Communicating science

Communicating science may appear straightforward at first glance, but it certainly is not. Many questions can be asked. When and how do different people communicate about science, for what purpose, and to what effect? What role do social values play when people discuss science? What and whose science gets communicated where, and what science is ignored? How do people come to distinguish or present something as ‘fake’ or ’true’? 

When taking a closer look at such basic questions we can learn a lot. We see that authorities and citizens alike communicate about science to pursue social and political goals, whereby different groups make selective choices about what to communicate and what not. We witness that scientists can communicate with audiences at various stages in the scientific process, and that this can have meaningful consequences for how societal challenges are defined and addressed.

We learn that it is far from simple to connect knowledge originating from different scientific disciplines, and that it can be equally challenging to fruitfully integrate local and experiential knowledge with scientists’ perspectives. And we can come to understand when, how, where and why ‘communicating science’ takes the form of controversy, debate, deliberation or dialogue.

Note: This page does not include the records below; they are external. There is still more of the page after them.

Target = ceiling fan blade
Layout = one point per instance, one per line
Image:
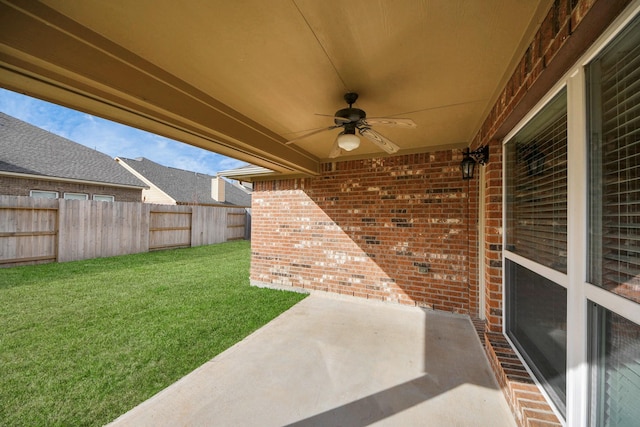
(378, 139)
(389, 121)
(339, 119)
(310, 134)
(335, 149)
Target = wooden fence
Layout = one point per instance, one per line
(48, 230)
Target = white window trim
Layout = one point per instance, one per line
(579, 291)
(112, 198)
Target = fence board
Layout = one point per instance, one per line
(44, 230)
(169, 227)
(28, 230)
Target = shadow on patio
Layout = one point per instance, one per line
(330, 362)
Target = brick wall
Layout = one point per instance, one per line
(400, 229)
(12, 186)
(569, 28)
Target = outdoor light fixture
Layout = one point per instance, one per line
(468, 164)
(348, 140)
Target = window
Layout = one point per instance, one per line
(572, 234)
(536, 214)
(76, 196)
(537, 325)
(614, 107)
(536, 182)
(41, 194)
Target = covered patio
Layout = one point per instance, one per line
(539, 247)
(332, 361)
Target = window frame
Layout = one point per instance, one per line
(103, 198)
(69, 193)
(32, 192)
(579, 291)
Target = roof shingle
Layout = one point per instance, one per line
(27, 149)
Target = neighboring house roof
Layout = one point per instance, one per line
(246, 172)
(26, 150)
(187, 187)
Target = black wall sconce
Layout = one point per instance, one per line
(468, 164)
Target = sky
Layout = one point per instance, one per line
(112, 138)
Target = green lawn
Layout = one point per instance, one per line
(83, 342)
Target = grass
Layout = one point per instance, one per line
(83, 342)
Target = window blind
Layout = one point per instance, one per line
(537, 188)
(614, 80)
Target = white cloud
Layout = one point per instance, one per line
(112, 138)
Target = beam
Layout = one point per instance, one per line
(46, 55)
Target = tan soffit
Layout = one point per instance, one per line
(243, 77)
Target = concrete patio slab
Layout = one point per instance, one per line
(337, 362)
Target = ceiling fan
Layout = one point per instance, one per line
(352, 119)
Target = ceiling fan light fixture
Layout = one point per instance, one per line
(348, 141)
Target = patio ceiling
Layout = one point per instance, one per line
(242, 77)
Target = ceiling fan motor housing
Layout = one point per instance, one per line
(351, 114)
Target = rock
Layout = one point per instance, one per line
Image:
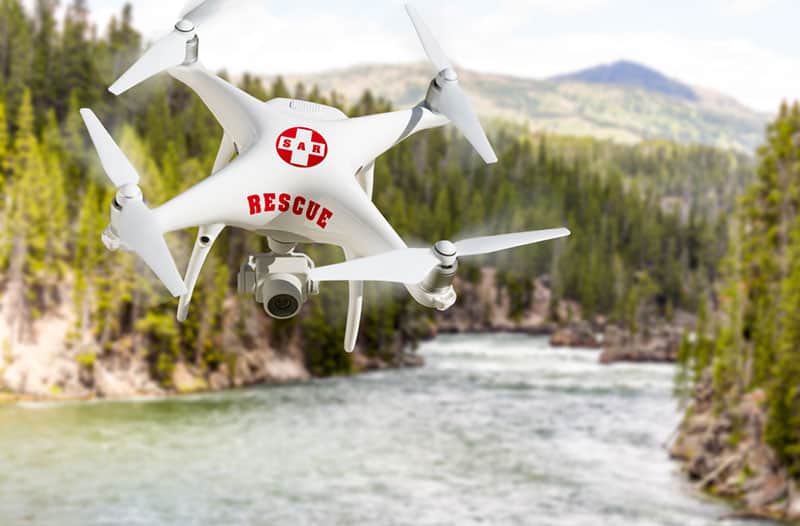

Deepening our understanding of such dynamics is important, especially in an era where scientists are under increasing pressure to demonstrate that their work has societal relevance and impact. In this light, the ability to anticipate and navigate the communication of science in the societal and political arena where different values and belief systems may collide, is becoming an increasingly important skill. Many CPT courses are directed at building such analytical and practical capacities.